Graduate Student Indiana University School of Medicine, United States
Introduction: Multiple myeloma(MM) cells are critically dependent on the bone marrow microenvironment(BME) for survival. We have previously shown that a key pro-survival interaction is MM engagement with the dendritic cells(DCs) in the BME, leading to the production of the highly immunosuppressive enzyme indoleamine 2,3-dioxygenase 1(IDO1) by DCs. IDO1 catabolizes tryptophan(TRP)kynurenine(KYN), and this depletion of TRP in the ME suppresses T cell activation. KYN is a ligand for transcription factor aryl hydrocarbon receptor(AHR) that induces essential pro-survival programs in MM. Below we have made the novel observation that MM cells can catabolize TRP⇒KYN independently through upregulation of tryptophan 2,3 dioxygenase(TDO). High TDO expression was correlated with poor clinical outcomes in MM patients; direct TDO inhibition caused MM cell death. These findings suggest that understanding how MM cells metabolize TRP could identify novel treatment targets that may also abrogate the immunosuppressive ME.
Methods: Patient RNA expression data were taken from the CoMMpass database. We measured MM cell lines U266, 8226, MM1S and KMS11 for expression of TRP⇒KYN enzymes with western blot and qPCR. TDO was knocked down with shRNA or inhibited with TDO-specific inhibitor 680C91. In some experiments MM cell lines were co-cultured with monocyte-derived DC. Viability was measured through flow cytometry. AHR activation was measured through qPCR of its downstream target CYP1a1. KYN production was measured by ELISA.
Results: MM cells produce KYN in monoculture, indicating they produce TRP⇒KYN enzymes directly. MM cells do not express IDO1, but three of our four cell lines (8226, MM1S and KMS11) expressed the tryptophan metabolizing enzyme TDO. CoMMpass patients with the highest quartile of TDO expression have significantly lower rates of progression-free and overall survival.

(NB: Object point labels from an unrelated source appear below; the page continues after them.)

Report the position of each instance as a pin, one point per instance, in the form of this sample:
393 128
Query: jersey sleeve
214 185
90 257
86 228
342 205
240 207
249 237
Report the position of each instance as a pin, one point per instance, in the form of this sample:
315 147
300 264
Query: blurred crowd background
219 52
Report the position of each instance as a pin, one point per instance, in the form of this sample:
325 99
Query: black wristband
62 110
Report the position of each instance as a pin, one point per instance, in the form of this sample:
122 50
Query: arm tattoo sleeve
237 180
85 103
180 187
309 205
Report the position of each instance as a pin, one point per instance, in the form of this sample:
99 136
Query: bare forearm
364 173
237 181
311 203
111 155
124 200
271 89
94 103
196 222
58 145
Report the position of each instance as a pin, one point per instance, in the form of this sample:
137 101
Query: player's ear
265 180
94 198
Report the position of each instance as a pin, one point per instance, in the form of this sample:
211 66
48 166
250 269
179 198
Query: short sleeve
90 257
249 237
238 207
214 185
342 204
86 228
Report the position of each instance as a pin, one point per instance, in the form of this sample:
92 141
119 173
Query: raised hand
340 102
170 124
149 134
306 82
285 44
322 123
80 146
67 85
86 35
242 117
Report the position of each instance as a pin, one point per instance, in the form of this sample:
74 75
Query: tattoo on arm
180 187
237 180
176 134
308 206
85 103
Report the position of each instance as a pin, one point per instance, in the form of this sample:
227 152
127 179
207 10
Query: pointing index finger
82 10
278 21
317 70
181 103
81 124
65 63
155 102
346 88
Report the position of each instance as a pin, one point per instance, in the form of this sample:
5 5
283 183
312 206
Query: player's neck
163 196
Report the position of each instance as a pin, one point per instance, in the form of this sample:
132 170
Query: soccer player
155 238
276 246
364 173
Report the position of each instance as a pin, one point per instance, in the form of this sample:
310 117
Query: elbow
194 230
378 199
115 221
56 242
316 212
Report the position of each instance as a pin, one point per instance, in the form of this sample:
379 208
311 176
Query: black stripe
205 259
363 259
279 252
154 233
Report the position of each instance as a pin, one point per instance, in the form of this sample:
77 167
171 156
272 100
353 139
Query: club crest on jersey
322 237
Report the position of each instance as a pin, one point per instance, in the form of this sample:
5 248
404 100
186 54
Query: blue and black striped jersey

In vitro pharmacological inhibition or shRNA knockdown of TDO led to reduced cell viability and growth in all TDO+ cell lines but not the TDO- cell line U266. TDO inhibition led to reduced production of KYN and reduced expression of AHR downstream target CYP1a1. Co-culture with dendritic cells was only able to partially protect MM cell viability and restore KYN production from TDO inhibition.
Conclusions: TRP metabolism has a central role in MM cell survival and we have made the novel observation that MM cells can metabolize TRP independently through the expression of TDO. TDO expression is linked to patient survival. We predict that the depletion of TRP could repress anti-MM T cell activity and production of KYN could directly support MM survival through AHR activation. TDO upregulation may be one mechanism by which MM cells become independent of the BME, which clinically heralds highly treatment-refractory disease. Understanding the pro-MM survival roles of the TRP metabolizing enzymes could lead to novel therapies that directly target the MM cell and reverse the immunosuppressive ME, leading to better responses to immunotherapy.